Há algum tempo, li O xará. Lembro de uma noite à beira do fogo em Gramado, num inverno de anos atrás, e de como fiquei comovida. Reli o livro para escrever este texto e alguma coisa aconteceu (a vida mesma, creio…), pois a emoção de outrora transformou-se num pranto meio incontrolável na beira da praia no feriado que abriu o mês de fevereiro.
Gosto muito da Jhumpa Lahiri. Acho que a literatura tem a função maravilhosa (e imprescindível) de aproximar os seres humanos de realidades distantes da sua – entramos, em O xará, nas fímbrias mais profundas da vida de uma família indiana vivendo seus medos, seus estranhamentos com a América, sua saudade inquebrantável da família, do país natal, dos costumes arraigados na alma. Eu sou de origem polonesa, nascida em Porto Alegre, mas ainda lembro da estranheza de ver meu avô, que morreu (bem-sucedido na sempre estranha – para ele – América do Sul) sem aprender fluentemente o português. Lembro de como eu o achava curioso, esquisito às vezes, diferente dos outros de uma forma que quase me parecia mágica e que fez dele o meu primeiro personagem. Mas lembro, também, de como, nos recreios escolares, quando eu levava pierogi de lanche (pierogi é um pastel cozido tradicional da cozinha polonesa), incomodavam-me as caras de espanto dos meus colegas de aula. Naqueles recreios, eu me sentia profundamente próxima do meu avô – éramos, ambos, partes de uma mesma história.
O tempo passou e escrevi sobre isso em alguns romances – provavelmente não com a maestria de Lahiri. Neste livro, sempre narrado no presente, vivemos a vida de Ashima e de Ashoke, e acompanhamos o nascimento e a vida de Gógol – e também, com algum distanciamento, de sua irmã, Sonia. Estados Unidos e Índia brigam e dançam e copulam nesta história – que é, mais do que tudo, uma história de amor familiar, de identidade e de estranhamento. Um livro que chega aos leitores da TAG num momento importante da política mundial, talvez, em tempos próximos, uma Ashima acabe mesmo dando à luz em Calcutá, e não no interior dos Estados Unidos.
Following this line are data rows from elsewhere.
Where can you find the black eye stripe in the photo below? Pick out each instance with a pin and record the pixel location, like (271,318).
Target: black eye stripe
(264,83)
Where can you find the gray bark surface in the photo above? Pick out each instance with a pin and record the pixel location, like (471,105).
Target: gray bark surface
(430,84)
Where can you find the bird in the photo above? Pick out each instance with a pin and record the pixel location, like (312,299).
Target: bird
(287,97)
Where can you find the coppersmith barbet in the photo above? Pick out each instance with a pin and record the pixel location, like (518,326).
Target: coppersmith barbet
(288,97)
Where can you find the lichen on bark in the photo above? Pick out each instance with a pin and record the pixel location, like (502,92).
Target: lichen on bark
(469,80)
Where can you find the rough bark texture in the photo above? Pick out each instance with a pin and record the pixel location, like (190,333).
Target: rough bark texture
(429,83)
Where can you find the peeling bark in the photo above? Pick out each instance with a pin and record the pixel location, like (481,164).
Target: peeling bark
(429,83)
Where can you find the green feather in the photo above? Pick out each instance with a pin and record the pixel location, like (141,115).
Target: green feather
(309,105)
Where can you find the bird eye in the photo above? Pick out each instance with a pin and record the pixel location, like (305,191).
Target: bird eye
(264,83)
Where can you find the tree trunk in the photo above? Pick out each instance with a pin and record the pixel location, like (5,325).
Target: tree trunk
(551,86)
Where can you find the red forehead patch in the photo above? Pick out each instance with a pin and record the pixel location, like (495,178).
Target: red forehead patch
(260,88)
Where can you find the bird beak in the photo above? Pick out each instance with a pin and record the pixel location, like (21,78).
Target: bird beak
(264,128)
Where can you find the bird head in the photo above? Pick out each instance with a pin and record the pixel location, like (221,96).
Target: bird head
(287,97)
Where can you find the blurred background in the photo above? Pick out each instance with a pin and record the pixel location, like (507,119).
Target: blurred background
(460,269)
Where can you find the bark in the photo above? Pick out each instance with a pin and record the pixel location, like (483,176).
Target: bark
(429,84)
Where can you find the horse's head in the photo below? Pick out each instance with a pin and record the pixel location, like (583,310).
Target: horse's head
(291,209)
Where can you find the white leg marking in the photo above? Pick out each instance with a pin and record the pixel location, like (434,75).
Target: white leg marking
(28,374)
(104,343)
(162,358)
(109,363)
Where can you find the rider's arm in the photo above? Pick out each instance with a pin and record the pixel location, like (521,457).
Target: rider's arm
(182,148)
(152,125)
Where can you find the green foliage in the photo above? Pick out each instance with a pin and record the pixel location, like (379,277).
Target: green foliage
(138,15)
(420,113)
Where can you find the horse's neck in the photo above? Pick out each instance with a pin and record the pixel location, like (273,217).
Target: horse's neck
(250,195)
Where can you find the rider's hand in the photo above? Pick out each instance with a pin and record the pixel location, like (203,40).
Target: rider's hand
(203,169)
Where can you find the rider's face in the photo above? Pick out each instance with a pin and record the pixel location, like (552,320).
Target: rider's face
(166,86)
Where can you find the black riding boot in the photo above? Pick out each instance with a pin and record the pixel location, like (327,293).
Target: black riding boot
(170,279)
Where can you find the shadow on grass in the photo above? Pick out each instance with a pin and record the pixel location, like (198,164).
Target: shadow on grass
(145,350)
Mas voltando à beleza deste romance, O xará é também (e é muito) um livro sobre a vida e os seus movimentos de expansão e contração, porque tudo vai e volta, cresce e diminui para tornar a crescer novamente, num incansável círculo eterno, como um pulmão respirando, como um coração batendo até, por fim, silenciar. Um livro sobre ser estrangeiro, sobre heranças familiares e sobre pertencimento. Como uma vida faz outra vida, um filho, muito provavelmente, virá a desprezar o passado dos seus pais, afastando-se dele porque precisa construir-se a si próprio. Mas, em algum momento, perto ou longe, este afastamento encontrará seu inexorável caminho de volta, de reencontro – somos todos iguais, somos todos incompreendidos, somos todos estrangeiros na vida uns dos outros, mas a gente só descobre isso depois de viajar muito pelos anos.